\'No duty gains to tyre firms

Now experts at ICRA felt that this duty imposition will not have significant impact on tyre demand for domestic tyre manufacturers.

Update: 2019-06-26 20:42 GMT

Kolkata: The recent imposition of countervailing duty (CVD) on import of new Chinese Truck and Bus radial (TBR, including tubeless) may not yield any significant dividend for Indian tyre makers, simply because domestic TBR demand is currently not met by Chinese imports, feel experts. Interestingly, the Centre on June 24, imposed CVD on import of new Chinese TBR for a period of five years with effect from June 24.
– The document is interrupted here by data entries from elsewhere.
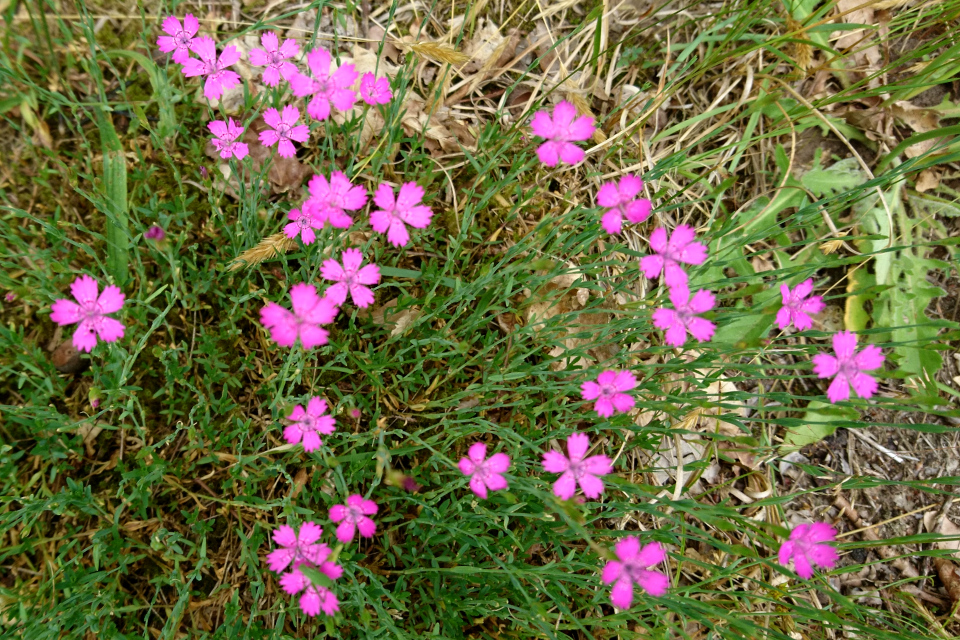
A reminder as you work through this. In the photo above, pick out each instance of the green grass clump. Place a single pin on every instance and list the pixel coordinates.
(149, 514)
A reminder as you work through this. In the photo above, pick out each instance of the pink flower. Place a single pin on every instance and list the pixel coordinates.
(273, 56)
(375, 90)
(308, 425)
(354, 515)
(680, 248)
(798, 307)
(392, 214)
(325, 87)
(155, 233)
(632, 568)
(484, 473)
(179, 39)
(848, 367)
(561, 132)
(807, 547)
(350, 277)
(90, 311)
(621, 202)
(219, 79)
(316, 598)
(305, 222)
(577, 470)
(682, 318)
(226, 139)
(297, 548)
(284, 130)
(335, 197)
(609, 392)
(309, 312)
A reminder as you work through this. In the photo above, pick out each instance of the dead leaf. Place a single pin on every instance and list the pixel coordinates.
(386, 316)
(483, 46)
(285, 174)
(928, 180)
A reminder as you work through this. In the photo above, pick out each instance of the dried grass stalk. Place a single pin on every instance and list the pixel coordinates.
(275, 245)
(441, 53)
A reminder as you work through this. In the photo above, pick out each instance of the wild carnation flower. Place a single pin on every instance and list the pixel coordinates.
(274, 56)
(303, 323)
(577, 470)
(375, 90)
(305, 222)
(219, 79)
(632, 568)
(179, 39)
(335, 197)
(354, 515)
(325, 87)
(848, 367)
(90, 311)
(296, 548)
(561, 131)
(621, 202)
(392, 214)
(226, 139)
(609, 390)
(285, 129)
(669, 254)
(316, 598)
(485, 473)
(350, 277)
(155, 233)
(808, 548)
(308, 425)
(682, 318)
(798, 306)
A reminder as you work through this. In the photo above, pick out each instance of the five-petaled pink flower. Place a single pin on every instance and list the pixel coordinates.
(576, 469)
(681, 247)
(682, 318)
(392, 214)
(561, 131)
(180, 37)
(632, 567)
(354, 515)
(848, 366)
(325, 87)
(285, 129)
(808, 547)
(621, 202)
(305, 222)
(274, 56)
(609, 392)
(798, 306)
(308, 424)
(309, 312)
(485, 473)
(316, 598)
(226, 139)
(335, 197)
(350, 277)
(219, 78)
(297, 547)
(375, 90)
(90, 311)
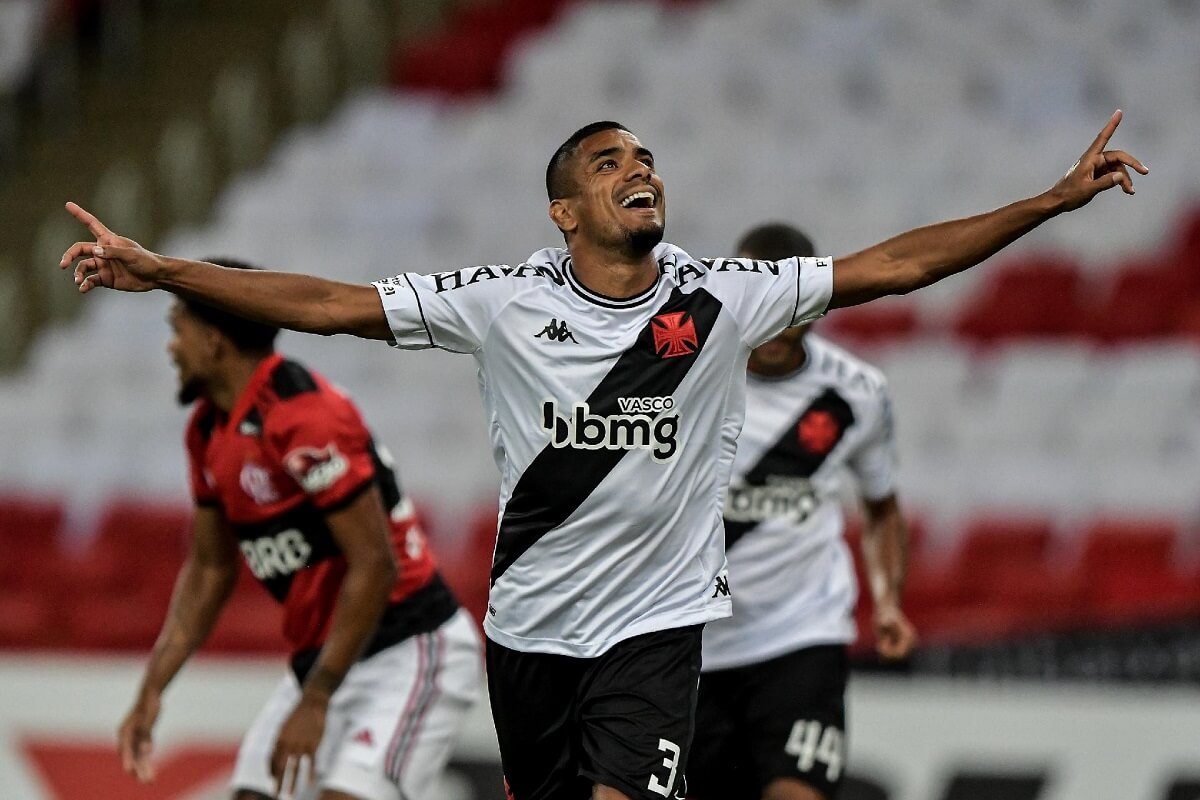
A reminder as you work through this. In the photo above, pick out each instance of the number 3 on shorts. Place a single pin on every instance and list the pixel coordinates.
(811, 741)
(672, 763)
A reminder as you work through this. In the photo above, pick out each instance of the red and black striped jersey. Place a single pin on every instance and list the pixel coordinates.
(293, 450)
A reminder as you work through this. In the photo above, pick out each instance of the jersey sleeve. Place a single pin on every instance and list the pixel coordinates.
(875, 461)
(450, 311)
(768, 296)
(322, 444)
(199, 480)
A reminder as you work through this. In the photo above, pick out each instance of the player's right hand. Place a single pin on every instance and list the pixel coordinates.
(112, 262)
(133, 738)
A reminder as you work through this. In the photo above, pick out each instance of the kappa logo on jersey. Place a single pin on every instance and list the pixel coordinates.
(256, 481)
(316, 469)
(675, 335)
(783, 497)
(557, 332)
(817, 431)
(269, 557)
(629, 431)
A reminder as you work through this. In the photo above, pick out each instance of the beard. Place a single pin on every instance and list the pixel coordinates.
(190, 391)
(643, 240)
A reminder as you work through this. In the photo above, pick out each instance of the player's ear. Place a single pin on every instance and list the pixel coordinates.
(562, 215)
(215, 342)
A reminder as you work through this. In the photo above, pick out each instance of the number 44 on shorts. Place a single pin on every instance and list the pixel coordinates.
(811, 741)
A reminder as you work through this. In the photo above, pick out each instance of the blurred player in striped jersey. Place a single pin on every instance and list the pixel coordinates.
(771, 720)
(285, 473)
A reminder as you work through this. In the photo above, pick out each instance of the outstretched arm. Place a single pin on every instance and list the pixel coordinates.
(925, 256)
(298, 302)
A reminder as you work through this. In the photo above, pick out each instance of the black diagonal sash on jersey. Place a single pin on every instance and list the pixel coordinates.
(789, 457)
(559, 479)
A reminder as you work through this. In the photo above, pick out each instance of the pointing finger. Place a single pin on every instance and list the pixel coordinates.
(1102, 140)
(95, 226)
(1121, 156)
(79, 250)
(1121, 176)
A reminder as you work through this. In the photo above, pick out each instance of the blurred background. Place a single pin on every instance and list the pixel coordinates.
(1048, 402)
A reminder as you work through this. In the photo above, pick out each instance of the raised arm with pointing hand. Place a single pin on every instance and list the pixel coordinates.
(901, 264)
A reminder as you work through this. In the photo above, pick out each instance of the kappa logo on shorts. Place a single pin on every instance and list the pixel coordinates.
(675, 335)
(556, 331)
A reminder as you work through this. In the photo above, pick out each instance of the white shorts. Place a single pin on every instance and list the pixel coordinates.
(390, 725)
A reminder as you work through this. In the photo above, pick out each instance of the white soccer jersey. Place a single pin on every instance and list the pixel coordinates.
(791, 567)
(612, 423)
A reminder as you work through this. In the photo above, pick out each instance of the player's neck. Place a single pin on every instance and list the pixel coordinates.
(781, 368)
(232, 382)
(611, 274)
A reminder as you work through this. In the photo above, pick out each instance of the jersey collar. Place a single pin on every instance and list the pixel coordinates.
(261, 376)
(605, 301)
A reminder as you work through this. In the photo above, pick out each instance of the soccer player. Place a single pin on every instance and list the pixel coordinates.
(285, 474)
(772, 711)
(612, 373)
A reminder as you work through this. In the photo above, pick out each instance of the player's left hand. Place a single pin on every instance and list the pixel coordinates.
(894, 635)
(1098, 169)
(293, 762)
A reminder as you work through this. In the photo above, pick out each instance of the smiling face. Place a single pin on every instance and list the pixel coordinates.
(192, 349)
(616, 198)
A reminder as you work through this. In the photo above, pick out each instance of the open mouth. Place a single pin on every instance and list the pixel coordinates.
(640, 200)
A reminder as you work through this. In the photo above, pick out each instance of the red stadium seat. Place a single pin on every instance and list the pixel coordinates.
(129, 623)
(250, 624)
(1025, 299)
(145, 530)
(1143, 545)
(27, 620)
(870, 325)
(1144, 301)
(30, 530)
(1129, 576)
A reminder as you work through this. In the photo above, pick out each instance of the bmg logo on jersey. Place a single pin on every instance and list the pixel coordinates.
(643, 423)
(781, 497)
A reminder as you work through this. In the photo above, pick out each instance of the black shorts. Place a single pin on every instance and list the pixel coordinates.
(785, 717)
(622, 720)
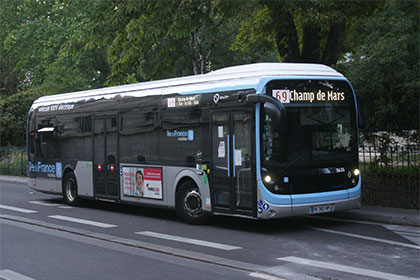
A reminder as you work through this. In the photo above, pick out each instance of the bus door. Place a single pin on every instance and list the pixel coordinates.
(106, 167)
(233, 182)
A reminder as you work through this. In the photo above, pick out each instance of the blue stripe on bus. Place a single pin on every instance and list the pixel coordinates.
(312, 198)
(355, 192)
(275, 199)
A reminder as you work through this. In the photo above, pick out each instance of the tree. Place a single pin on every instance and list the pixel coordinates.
(149, 40)
(302, 31)
(13, 116)
(384, 69)
(42, 52)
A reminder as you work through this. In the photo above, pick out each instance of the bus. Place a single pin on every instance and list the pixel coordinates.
(261, 141)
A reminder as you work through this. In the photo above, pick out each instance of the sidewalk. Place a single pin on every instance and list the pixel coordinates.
(398, 216)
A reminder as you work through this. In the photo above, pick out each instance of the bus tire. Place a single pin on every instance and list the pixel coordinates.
(189, 204)
(70, 189)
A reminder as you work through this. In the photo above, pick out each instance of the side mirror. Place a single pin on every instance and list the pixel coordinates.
(360, 116)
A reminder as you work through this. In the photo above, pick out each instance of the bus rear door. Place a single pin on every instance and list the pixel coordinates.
(106, 167)
(233, 177)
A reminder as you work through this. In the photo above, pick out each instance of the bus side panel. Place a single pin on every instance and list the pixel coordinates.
(84, 176)
(47, 185)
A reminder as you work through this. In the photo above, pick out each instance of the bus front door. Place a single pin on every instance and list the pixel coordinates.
(106, 167)
(233, 182)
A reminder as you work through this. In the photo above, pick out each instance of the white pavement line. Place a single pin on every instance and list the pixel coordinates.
(264, 276)
(368, 238)
(189, 240)
(81, 221)
(11, 275)
(16, 209)
(347, 269)
(46, 203)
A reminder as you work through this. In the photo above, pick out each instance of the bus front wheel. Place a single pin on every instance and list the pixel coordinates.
(189, 204)
(70, 189)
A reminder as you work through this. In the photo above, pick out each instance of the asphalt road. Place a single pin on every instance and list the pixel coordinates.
(42, 238)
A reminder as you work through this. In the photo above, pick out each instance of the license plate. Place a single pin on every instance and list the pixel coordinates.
(321, 209)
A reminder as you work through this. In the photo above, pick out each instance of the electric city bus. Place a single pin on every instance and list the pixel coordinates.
(262, 141)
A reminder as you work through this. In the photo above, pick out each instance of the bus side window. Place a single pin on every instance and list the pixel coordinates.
(46, 140)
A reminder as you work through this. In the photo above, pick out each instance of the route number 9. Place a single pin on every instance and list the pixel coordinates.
(282, 95)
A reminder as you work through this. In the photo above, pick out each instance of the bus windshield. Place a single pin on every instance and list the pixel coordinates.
(320, 123)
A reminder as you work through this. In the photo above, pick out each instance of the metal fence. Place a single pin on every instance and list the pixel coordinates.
(390, 176)
(13, 161)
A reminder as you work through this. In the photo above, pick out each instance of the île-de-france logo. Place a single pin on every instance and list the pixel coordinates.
(216, 98)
CVD in the range of 9.12 per cent - 17.57 per cent is levied on imported TBR tyres originating from China and exported through any country (including China), and TBR tyres exported from China irrespective of the place of origin. In September 2017, the Centre had re-imposed anti-dumping duty (ADD) on import of Chinese TBR tyres for five years, ranging between $245.35 and $452.33 per tonne (or) 9-15 per cent.

Now experts at ICRA felt that this duty imposition will not have significant impact on tyre demand for domestic tyre manufacturers. This is because domestic TBR demand is currently not met by Chinese tyre imports, as was the case in the past. Also, the existing ADD will be deducted from the currently imposed CVD to arrive at the final duty. Only if the CVD is more than the ADD in force, the differential will be collected as CVD.